I have to take issue with Maddon’s words here. First, the Cubs have played one “really good” game all season- their first (and Joe, I have watched all of the games). You’ve had more than a couple of bad games, as the bullpen has let lead after lead, and win after win slip away. The team played well in Texas? Yep, you smoked the Rangers in the opener, but after that, you went 0-2 with the bullpen losing both games, and allowing leads to slip away while walking guys left and right. We do agree on one thing; you need to define the bullpen. Guys that were good last year have failed miserably this year, while the “failures” from last year have flourished, for the most part. Let’s examine things…

A look at the first six games:

Game 1: Cubs @ Rangers: Final score Cubs- 12; Rangers- 4. Cubs go 13 for 37 (.351 team average), 8 walks, 7 strikeouts.
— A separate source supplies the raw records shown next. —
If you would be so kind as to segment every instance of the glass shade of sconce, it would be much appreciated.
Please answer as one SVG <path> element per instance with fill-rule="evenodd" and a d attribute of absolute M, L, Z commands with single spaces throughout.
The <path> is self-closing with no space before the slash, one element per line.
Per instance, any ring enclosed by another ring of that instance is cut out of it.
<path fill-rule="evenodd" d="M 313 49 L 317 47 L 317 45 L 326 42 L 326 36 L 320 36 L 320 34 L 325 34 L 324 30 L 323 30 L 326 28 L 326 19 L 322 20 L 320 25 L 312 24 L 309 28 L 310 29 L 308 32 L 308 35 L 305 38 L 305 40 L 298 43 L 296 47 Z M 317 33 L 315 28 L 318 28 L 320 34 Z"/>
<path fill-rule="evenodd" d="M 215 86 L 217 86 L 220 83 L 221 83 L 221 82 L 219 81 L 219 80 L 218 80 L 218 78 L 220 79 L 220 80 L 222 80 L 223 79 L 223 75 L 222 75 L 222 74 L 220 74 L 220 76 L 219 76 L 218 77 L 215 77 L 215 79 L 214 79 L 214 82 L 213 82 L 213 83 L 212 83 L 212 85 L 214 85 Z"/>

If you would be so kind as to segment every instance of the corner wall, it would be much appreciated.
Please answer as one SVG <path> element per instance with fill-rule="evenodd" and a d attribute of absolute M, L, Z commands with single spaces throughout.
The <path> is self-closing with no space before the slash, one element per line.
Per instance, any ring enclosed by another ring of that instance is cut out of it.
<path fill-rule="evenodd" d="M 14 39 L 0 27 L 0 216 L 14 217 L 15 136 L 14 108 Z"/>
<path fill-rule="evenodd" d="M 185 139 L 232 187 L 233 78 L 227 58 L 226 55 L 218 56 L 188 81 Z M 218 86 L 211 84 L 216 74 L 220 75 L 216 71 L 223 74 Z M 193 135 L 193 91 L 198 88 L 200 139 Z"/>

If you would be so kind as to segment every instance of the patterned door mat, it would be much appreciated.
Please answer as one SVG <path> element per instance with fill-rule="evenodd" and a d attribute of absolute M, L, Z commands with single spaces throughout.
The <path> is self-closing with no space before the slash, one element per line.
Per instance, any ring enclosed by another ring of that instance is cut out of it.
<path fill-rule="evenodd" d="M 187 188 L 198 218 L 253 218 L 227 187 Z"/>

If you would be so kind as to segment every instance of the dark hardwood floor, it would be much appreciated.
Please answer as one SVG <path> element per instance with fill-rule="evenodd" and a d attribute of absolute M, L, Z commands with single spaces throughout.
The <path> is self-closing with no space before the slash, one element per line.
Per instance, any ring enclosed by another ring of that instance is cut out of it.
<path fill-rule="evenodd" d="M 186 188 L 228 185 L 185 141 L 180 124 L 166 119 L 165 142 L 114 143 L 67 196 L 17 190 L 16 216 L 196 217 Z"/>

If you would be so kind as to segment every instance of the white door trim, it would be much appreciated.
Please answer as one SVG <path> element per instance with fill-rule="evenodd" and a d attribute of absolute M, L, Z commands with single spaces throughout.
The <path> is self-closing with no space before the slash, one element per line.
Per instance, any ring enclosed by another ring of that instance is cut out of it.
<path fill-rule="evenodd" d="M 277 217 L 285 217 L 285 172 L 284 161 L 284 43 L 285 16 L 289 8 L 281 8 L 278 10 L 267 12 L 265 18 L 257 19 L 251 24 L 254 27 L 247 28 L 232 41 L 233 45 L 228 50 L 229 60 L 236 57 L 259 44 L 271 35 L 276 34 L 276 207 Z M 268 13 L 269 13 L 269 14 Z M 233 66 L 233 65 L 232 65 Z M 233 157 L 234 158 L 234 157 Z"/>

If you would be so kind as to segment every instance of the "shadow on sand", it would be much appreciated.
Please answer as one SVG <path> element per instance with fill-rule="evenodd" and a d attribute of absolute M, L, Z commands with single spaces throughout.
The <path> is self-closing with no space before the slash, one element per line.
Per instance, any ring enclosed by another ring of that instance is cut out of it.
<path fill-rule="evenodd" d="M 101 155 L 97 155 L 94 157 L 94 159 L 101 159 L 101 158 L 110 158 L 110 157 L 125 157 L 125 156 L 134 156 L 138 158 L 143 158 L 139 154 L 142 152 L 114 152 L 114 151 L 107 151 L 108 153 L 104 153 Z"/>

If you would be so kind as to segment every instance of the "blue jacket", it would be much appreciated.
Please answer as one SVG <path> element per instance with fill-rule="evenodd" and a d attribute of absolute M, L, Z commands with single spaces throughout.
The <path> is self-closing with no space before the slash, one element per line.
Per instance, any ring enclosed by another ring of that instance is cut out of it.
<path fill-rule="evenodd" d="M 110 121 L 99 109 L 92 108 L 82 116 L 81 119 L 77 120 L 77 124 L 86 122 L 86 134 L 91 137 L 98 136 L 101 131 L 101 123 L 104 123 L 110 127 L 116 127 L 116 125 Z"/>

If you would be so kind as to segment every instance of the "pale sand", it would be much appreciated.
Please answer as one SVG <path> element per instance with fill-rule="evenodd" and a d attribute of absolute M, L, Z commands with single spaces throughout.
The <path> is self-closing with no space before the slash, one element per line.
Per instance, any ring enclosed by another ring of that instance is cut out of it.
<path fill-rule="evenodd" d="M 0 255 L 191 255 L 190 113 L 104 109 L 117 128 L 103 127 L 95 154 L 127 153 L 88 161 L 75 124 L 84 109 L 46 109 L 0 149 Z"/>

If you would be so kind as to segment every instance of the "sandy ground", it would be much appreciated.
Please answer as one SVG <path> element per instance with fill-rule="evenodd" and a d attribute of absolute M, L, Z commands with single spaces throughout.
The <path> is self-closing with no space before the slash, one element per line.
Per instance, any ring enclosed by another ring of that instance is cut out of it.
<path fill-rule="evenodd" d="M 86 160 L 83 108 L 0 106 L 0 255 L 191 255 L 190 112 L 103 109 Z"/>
Of the entire starting lineup and bench, only Willson Contreras (0-3, two walks) and Daniel Descalso (0-1) failed to hit (Victor Caratini did not play). Cubs left 21 men stranded. Defensively, Jon Lester was strong for six innings, allowing two runs (one homer), while striking out three and walking a pair. The bullpen faltered some in the ninth, with Pedro Strop, Mike Montgomery each allowing a run. In short, the Cubs dominated the game.

Game 2: Cubs @ Rangers: Final score Cubs- 6; Rangers- 8. Cubs go 9 for 34 (.265), 7 walks, 5 strikeouts, 23 men left on. Schwarber and Contreras each go 3 for 5, and Javier Baez goes 2 for 4. Schwarber homers. Defensively, Yu Darvish: 2.2 IP, 3 ER (1 HR), two hits, seven walks, four strikeouts Bullpen: 5.1 IP, eight hits, 3 ER, 5 BB, and nine strikeouts.

Game 3: Cubs @ Rangers: Final score Cubs- 11; Rangers- 12. Cubs go 17 for 43 (.395), 3 walks, 9 strikeouts (Anthony Rizzo and Schwarber both homer). Cubs leave 19 stranded. Defensively: Cole Hamels: 5.0 IP, six hits, three walks, four strikeouts. Bullpen: 3.1 IP, five hits (2 HR), 6 ER, three walks, three strikeouts.

Game 4: Cubs @ Braves: Final score Cubs- 0; Rangers- 8. The wheels fell off of the train. Offensively: 9 for 33 (.273), four walks, five strikeouts, 21 men stranded. Defensively: Kyle Hendricks: 4.1 IP, 10 H (2 HR), 7 R (2 ER), 3 BB, four strikeouts. Bullpen: 3.2 IP, two hits, one run (0 ER), four walks, five strikeouts. Cubs commit six errors.

Game 5: Cubs @ Braves: Final score Cubs- 4; Rangers- 6. Offensively: 12 for 35 (.343), 6 walks, 13 strikeouts, 21 runners left on base. Defensively: Lester: 6.0 IP, 2 ER (2 HR), 6 H, 3 BB, 7. Bullpen: 2.0 IP, (5 relievers used), two hits, 4 ER, five walks, one strikeout.

Game 6: Cubs @ Braves: Final score Cubs- 4; Rangers-9. Offensively: 6 for 33 (.182), 3 walks, 7 strikeouts (back-to-back homers by Rizzo and Baez), 9 men stranded. Defensively: Darvish: 4.0 IP, 5 H, 3 ER, 4 BB, 2 strikeouts. Bullpen: 2 IP, two hits, 4 ER, five walks, one strikeout.

To sum this up: Offensively: Good news- 66 for 215 (.307 which leads the majors), .398 on-base percentage (tops in majors) with 31 walks (14%).

Bad news: 46 strikeouts (29.39%) and 114 men left on base. Pitching (bad news): 49.1 IP, 47 Runs, 61 Hits, 41 Walks. ERA: Starters: 4.85; Relievers: 14.22, Entire pitching staff: 9.54. WHIP: Starters: 2.150; Relievers: 2.676; Entire pitching staff: 2.413.